Sulaiman Saheh, director of research at property consultancy firm Rahim & Co, told CNA that based on his company’s research, there has been a “recent positive trend” in Johor’s property market.
“Comparing the first nine months of 2021 and the first nine months of 2022, the number of all sector property transactions grew by 39.8 per cent,” said Mr Sulaiman.
He attributed this to the pent-up demand and increased confidence from buyers after the borders had reopened.
However, he noted that the market was still cautious, especially with regard to developments by Chinese companies like Country Garden.
Mr Sulaiman said that such foreign developers, unlike Malaysian developers, tend to launch their developments by putting a large number of units up for sale – around 10,000 units a year, and this exacerbates the ongoing oversupply issue.

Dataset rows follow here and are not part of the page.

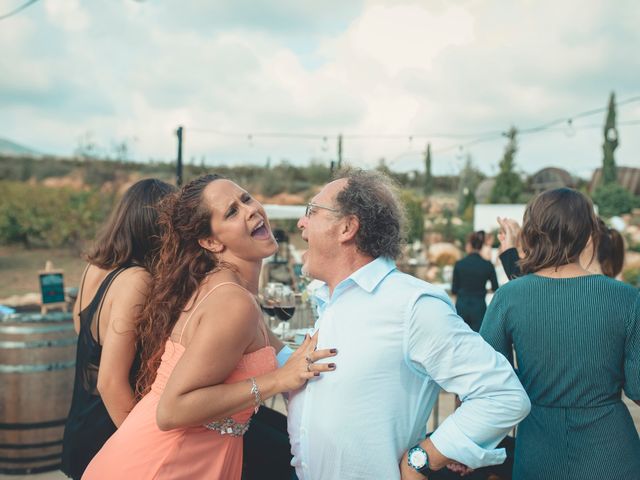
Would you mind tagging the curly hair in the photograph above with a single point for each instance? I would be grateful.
(556, 227)
(132, 234)
(610, 250)
(372, 197)
(180, 267)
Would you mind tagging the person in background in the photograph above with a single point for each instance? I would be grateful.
(400, 340)
(207, 362)
(470, 277)
(576, 338)
(114, 286)
(508, 251)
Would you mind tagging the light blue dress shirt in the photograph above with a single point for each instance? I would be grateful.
(399, 340)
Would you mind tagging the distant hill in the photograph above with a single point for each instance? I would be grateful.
(8, 147)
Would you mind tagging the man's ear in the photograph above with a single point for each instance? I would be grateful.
(211, 244)
(349, 228)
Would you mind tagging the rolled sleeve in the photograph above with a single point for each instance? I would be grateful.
(453, 443)
(442, 346)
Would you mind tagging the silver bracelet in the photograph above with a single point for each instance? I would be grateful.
(256, 394)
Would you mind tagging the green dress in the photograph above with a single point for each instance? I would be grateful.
(577, 346)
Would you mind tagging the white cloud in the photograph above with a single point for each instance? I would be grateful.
(391, 67)
(68, 14)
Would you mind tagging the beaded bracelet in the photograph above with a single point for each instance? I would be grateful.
(256, 394)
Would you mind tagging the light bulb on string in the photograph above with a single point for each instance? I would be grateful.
(569, 129)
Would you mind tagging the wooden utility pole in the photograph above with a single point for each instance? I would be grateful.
(179, 161)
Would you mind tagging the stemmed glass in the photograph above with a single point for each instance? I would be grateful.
(269, 298)
(285, 306)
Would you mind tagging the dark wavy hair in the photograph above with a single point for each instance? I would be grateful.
(132, 234)
(610, 250)
(476, 239)
(556, 227)
(180, 267)
(371, 197)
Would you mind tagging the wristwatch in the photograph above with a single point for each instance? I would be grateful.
(419, 460)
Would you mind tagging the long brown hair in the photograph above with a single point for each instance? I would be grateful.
(132, 234)
(180, 267)
(556, 227)
(610, 250)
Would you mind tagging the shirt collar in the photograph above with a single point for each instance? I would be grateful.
(367, 277)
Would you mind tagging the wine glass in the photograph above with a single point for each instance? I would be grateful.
(269, 297)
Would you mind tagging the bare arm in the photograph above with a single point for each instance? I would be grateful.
(119, 345)
(195, 393)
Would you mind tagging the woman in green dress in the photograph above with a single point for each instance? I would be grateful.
(576, 339)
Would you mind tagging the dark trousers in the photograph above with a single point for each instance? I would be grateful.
(267, 452)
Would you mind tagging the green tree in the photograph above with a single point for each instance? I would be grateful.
(415, 215)
(609, 174)
(612, 199)
(428, 177)
(469, 179)
(508, 186)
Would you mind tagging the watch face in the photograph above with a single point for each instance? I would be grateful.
(417, 458)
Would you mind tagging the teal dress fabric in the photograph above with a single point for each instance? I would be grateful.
(577, 347)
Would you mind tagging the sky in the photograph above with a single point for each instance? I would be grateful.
(390, 76)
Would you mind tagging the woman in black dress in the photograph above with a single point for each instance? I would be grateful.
(113, 289)
(470, 276)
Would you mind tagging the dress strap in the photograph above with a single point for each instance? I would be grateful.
(263, 327)
(202, 300)
(84, 277)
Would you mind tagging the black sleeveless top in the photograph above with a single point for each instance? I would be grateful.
(89, 425)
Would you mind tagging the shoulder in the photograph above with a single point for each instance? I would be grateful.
(133, 278)
(416, 291)
(617, 288)
(514, 289)
(228, 297)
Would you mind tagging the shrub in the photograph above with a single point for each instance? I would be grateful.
(612, 199)
(34, 215)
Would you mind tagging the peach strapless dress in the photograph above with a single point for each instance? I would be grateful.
(140, 450)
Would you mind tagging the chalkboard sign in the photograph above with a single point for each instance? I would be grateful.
(52, 287)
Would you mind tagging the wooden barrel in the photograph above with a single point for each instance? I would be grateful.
(37, 360)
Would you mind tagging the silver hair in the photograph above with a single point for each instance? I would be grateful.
(372, 197)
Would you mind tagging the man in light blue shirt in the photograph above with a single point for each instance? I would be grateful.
(399, 340)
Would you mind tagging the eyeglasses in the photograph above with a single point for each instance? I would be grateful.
(311, 206)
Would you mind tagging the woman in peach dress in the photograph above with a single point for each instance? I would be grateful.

“You cannot have a development which is occupied totally by foreigners unless all of them apply for residency status under the MM2H regulations,” he added.
The Malaysia My Second Home (MM2H) programme is an initiative by the government for foreigners interested in purchasing homes in the country.

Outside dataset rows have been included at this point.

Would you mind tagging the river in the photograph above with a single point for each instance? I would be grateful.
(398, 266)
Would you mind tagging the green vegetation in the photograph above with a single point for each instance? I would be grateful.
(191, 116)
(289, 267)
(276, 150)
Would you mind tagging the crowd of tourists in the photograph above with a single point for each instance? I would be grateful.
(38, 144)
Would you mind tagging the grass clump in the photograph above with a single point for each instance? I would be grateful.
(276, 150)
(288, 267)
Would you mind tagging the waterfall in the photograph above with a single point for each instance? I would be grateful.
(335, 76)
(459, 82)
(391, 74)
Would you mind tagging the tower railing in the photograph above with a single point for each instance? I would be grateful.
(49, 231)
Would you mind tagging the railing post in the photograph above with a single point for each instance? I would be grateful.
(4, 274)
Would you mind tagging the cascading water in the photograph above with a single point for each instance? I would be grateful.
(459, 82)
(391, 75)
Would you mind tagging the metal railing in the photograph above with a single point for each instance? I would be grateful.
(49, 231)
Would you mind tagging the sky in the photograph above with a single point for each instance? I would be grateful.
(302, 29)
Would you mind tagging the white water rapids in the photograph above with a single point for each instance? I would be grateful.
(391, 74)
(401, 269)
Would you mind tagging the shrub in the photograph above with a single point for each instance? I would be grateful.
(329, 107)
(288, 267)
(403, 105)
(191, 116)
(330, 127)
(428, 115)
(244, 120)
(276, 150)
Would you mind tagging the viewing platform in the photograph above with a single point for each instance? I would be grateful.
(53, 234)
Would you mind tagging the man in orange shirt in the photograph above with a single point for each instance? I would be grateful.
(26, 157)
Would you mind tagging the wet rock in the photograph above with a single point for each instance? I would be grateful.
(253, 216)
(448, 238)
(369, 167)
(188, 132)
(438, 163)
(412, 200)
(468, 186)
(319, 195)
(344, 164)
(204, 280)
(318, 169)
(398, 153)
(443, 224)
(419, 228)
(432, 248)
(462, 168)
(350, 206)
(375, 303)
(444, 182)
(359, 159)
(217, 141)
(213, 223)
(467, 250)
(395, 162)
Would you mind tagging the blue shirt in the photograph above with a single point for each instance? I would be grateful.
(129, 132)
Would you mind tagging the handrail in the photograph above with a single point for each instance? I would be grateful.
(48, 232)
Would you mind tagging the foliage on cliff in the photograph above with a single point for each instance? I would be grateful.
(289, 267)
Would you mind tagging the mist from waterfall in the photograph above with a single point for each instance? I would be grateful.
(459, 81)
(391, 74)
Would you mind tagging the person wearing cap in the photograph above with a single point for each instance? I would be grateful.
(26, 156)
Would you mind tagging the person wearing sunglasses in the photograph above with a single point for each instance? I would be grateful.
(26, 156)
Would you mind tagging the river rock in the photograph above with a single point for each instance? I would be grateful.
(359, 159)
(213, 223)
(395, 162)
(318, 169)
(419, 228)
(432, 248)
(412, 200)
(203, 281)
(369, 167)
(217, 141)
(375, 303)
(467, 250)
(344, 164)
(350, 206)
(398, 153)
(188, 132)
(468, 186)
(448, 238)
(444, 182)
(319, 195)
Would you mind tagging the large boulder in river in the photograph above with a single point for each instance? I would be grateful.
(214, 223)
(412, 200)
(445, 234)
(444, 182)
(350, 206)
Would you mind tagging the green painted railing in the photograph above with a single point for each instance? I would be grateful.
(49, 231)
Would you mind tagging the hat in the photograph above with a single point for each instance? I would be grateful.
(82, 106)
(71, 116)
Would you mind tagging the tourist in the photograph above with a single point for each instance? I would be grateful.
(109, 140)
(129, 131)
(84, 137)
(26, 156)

In August 2021, Putrajaya imposed stricter MM2H conditions, which included needing to show RM1.5 million in liquid assets and having a minimum RM40,000 monthly income. The state government has asked the federal government to review its decision, given that there are implications for the property sector.
In response to queries from CNA, the office of Johor’s housing and local government committee chairman Mohd Jafni Md Shukor said that the state government was in the process of holding talks with the Home Ministry to review the conditions for the MM2H programme.
“We are finalising the details, and together with the chief minister will raise the matter to the Ministry of Home Affairs,” it added.
LONGSTANDING CONNECTIVITY PROBLEMS
In order for Iskandar Malaysia to really take off, it is important to make headway in tackling longstanding connectivity problems, especially in terms of traffic congestion at the Woodlands Causeway and Tuas Second Link.
Mr Mark Soh, a Singaporean who owns an industrial hardware workshop in Pasir Gudang, told CNA that crossing the Causeway during peak periods can be “agonising”.
“A 30-minute journey can become 3 hours. In business, time is money,” the 43-year-old told CNA.